Parametrizing the Summary

We still need a form for $f(x)$ . One simple form lets $f_t(x)$ be a linear combination of basis functions of $t$ . One can let the weights map from $x$ to a vector. This gives

(6) $\begin{align*}f_t(x)&=\theta^T(x)\phi(t),\theta:\mathbb{R}^{|S|\times D}\rightarrow \mathbb{R}^{M},\phi:S\rightarrow \mathbb{R}^{M}\end{align*}$

We can use a rich or a simple form for $\theta(x)$ , including a neural network, a linear transformation, or some other transformation, while maintaining a relatively simple linear form for $f_t(x)$ where we can easily do backpropagation.

The mapping $\phi(t)$ tell us about the ‘starting’ importance of different positions, before observing the data $x$ . For instance, in [3] they used $\phi(t)=e_t$ the canonical basis vectors.

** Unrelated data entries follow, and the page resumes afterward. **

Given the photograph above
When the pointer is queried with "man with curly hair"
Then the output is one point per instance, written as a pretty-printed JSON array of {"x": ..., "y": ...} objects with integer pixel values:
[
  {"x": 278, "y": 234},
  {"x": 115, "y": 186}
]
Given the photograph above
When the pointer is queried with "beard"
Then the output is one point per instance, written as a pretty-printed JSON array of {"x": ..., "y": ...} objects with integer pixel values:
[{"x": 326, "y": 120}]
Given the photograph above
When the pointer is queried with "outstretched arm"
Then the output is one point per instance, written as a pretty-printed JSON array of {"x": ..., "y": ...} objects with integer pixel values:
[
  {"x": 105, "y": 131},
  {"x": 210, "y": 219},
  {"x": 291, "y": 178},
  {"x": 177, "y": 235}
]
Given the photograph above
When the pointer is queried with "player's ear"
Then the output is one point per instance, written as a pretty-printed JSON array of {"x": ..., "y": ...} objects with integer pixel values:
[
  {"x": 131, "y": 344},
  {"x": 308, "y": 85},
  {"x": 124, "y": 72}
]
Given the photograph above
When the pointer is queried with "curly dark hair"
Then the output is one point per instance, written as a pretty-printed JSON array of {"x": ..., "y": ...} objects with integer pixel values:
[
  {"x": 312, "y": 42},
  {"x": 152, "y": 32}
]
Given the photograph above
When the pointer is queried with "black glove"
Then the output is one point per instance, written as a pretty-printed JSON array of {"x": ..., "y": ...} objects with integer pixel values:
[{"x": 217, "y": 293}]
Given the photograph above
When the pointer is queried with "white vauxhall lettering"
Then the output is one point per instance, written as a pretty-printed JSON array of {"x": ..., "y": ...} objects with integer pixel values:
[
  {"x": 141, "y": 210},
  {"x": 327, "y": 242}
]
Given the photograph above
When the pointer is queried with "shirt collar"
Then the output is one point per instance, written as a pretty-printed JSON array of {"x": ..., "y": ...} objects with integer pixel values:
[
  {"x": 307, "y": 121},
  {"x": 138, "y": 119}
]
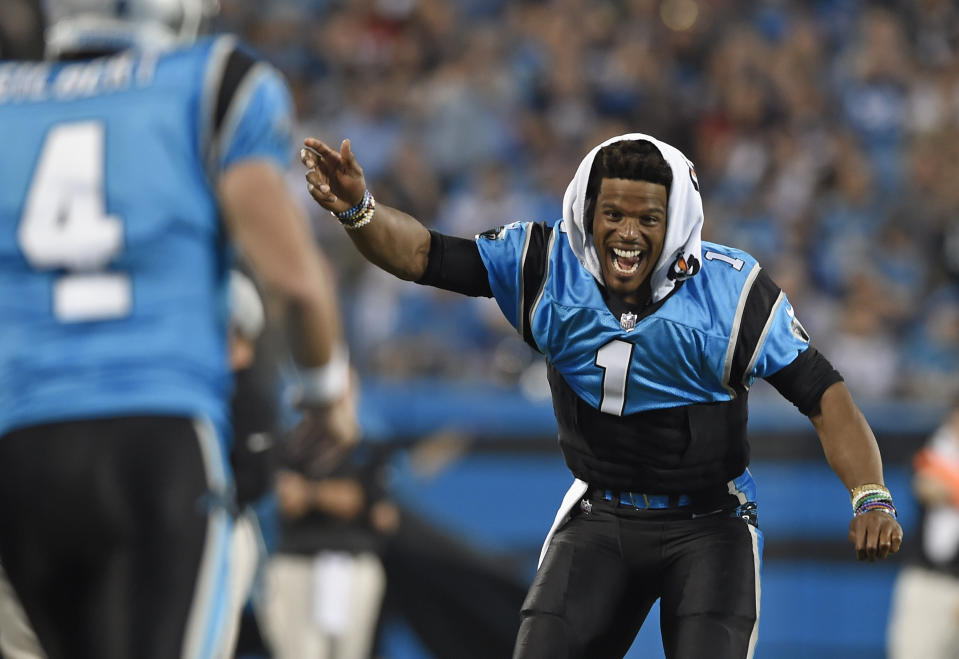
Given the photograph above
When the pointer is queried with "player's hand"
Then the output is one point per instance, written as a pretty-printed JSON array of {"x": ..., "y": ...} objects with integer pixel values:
[
  {"x": 875, "y": 534},
  {"x": 325, "y": 432},
  {"x": 334, "y": 178}
]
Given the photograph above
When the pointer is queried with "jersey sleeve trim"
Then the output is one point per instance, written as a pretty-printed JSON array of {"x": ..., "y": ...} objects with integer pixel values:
[
  {"x": 760, "y": 307},
  {"x": 535, "y": 269},
  {"x": 220, "y": 53},
  {"x": 762, "y": 339},
  {"x": 735, "y": 331},
  {"x": 234, "y": 114},
  {"x": 238, "y": 64}
]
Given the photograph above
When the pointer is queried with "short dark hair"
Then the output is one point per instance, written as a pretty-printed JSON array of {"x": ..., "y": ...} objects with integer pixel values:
[{"x": 637, "y": 160}]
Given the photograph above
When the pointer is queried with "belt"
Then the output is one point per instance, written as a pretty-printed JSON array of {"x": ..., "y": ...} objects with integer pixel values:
[{"x": 642, "y": 501}]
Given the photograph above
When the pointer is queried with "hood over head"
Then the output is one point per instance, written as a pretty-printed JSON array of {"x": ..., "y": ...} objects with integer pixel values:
[{"x": 682, "y": 251}]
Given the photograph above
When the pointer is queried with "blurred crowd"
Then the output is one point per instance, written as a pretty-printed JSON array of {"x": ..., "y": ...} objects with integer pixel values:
[{"x": 825, "y": 135}]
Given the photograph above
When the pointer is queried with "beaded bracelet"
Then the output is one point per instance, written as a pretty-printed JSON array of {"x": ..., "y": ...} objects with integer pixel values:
[
  {"x": 360, "y": 215},
  {"x": 872, "y": 496}
]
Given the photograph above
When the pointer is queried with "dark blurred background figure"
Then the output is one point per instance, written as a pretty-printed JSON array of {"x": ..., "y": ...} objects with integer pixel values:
[
  {"x": 325, "y": 582},
  {"x": 925, "y": 607},
  {"x": 784, "y": 96}
]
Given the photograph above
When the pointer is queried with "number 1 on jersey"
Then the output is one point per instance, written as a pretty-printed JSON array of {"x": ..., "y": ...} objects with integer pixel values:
[
  {"x": 65, "y": 225},
  {"x": 614, "y": 358}
]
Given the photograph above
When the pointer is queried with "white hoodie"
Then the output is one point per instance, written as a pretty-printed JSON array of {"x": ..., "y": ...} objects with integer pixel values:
[{"x": 682, "y": 252}]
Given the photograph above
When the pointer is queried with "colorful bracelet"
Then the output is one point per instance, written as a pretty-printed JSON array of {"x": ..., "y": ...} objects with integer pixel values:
[
  {"x": 360, "y": 215},
  {"x": 872, "y": 496}
]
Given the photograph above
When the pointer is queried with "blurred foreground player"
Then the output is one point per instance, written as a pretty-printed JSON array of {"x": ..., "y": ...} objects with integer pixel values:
[
  {"x": 652, "y": 340},
  {"x": 128, "y": 168},
  {"x": 924, "y": 616}
]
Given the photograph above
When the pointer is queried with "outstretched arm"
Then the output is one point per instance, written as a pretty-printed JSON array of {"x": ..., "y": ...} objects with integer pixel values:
[
  {"x": 852, "y": 452},
  {"x": 393, "y": 240}
]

Intuitively, this says that before observing $x$ , you assign uniform importance to different locations. Then, the data updates this with $\theta(x)$ . We could also start with something else i.e. exponential decay, a kernel smoother, etc.

Softmax Attention

In practice most papers use some form of softmax attention. It turns out that this framing of maximizing the similarity (inner product) between the attention weights and a summary of the data, while penalizing the attention weights to be more uniform gives us softmax attention

(7) $\begin{align*}\textrm{softmax}(f)=\frac{\exp(f)}{\sum_{k=1}^{|S|}\exp(f_k)}\end{align*}$

Using an Attention Mechanism in a Prediction Model

The real power of an attention model comes from training it end-to-end along with a prediction model. We can learn both the model where we input $c$ and output predictions, and the parameters $\theta$ jointly. We’re thus learning a summary of the data such that when we use attention weights that are approximately in the direction of this summary to compute a weighted expectation of a data representation, we make good predictions.

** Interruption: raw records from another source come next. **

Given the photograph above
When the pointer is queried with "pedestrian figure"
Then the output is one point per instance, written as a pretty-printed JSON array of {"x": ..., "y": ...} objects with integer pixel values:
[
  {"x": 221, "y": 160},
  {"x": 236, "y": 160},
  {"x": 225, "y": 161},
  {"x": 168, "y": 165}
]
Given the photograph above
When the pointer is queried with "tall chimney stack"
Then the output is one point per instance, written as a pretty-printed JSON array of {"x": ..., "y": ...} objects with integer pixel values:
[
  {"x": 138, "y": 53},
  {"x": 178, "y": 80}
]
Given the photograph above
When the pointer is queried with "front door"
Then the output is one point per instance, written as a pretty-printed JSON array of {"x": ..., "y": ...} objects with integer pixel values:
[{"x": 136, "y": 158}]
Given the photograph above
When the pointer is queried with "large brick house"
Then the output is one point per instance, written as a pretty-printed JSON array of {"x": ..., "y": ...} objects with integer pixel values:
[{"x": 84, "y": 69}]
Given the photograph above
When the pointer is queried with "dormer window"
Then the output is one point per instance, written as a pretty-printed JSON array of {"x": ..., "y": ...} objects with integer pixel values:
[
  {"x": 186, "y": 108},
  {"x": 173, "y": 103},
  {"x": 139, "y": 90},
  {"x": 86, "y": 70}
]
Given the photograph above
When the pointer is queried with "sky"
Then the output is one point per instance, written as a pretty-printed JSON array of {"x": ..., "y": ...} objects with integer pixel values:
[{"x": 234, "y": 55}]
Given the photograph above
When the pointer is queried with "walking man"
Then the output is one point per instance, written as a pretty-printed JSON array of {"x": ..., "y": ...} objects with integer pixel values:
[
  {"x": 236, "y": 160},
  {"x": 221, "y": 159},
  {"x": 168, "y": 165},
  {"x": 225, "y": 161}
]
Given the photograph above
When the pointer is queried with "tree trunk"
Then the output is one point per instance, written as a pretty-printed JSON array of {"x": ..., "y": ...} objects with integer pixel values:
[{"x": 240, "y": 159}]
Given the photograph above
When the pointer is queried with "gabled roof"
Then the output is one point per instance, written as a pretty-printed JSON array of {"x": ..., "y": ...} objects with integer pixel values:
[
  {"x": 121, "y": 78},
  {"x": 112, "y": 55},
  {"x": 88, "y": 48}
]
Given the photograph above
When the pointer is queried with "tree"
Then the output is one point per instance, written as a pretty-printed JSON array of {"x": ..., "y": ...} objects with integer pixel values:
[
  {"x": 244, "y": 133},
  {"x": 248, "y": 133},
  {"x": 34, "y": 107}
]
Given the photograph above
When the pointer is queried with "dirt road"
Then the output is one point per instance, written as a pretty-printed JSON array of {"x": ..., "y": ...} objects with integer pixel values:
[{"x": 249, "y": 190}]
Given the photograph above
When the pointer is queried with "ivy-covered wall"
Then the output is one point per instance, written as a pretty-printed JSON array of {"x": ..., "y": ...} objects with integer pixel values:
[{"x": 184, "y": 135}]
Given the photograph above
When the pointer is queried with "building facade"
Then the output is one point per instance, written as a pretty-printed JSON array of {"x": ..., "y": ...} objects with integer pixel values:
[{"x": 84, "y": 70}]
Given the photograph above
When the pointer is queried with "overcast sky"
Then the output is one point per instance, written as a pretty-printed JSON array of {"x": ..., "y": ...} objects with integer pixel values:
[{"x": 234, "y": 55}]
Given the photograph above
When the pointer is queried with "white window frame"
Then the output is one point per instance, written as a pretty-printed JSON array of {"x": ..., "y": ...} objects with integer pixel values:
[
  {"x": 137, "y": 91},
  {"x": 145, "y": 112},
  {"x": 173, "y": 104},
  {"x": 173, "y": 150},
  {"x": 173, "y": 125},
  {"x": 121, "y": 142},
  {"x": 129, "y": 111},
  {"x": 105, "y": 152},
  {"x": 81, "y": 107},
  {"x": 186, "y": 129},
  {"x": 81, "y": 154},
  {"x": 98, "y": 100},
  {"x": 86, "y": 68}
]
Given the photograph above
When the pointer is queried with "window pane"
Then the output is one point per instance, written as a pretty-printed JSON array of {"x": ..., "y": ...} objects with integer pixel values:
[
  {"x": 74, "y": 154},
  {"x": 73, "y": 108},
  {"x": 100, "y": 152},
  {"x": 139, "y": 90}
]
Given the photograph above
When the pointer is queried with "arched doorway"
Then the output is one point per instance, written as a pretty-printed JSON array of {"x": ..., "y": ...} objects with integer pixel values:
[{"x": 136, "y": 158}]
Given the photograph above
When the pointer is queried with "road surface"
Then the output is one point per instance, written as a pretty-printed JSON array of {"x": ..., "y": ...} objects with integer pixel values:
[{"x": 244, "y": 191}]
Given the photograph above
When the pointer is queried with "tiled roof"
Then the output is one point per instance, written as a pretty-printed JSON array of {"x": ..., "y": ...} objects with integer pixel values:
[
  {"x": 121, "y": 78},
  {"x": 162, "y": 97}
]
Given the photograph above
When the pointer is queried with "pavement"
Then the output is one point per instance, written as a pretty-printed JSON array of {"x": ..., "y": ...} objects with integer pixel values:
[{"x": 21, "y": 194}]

[1] Martins, André, et al. “Sparse and Continuous Attention Mechanisms.” Advances in Neural Information Processing Systems 33 (2020).
[2] Blondel, Mathieu, André FT Martins, and Vlad Niculae. “Learning with Fenchel-Young losses.” Journal of Machine Learning Research 21.35 (2020): 1-69.
[3] Bahdanau, Dzmitry, Kyunghyun Cho, and Yoshua Bengio. “Neural machine translation by jointly learning to align and translate.” arXiv preprint arXiv:1409.0473 (2014).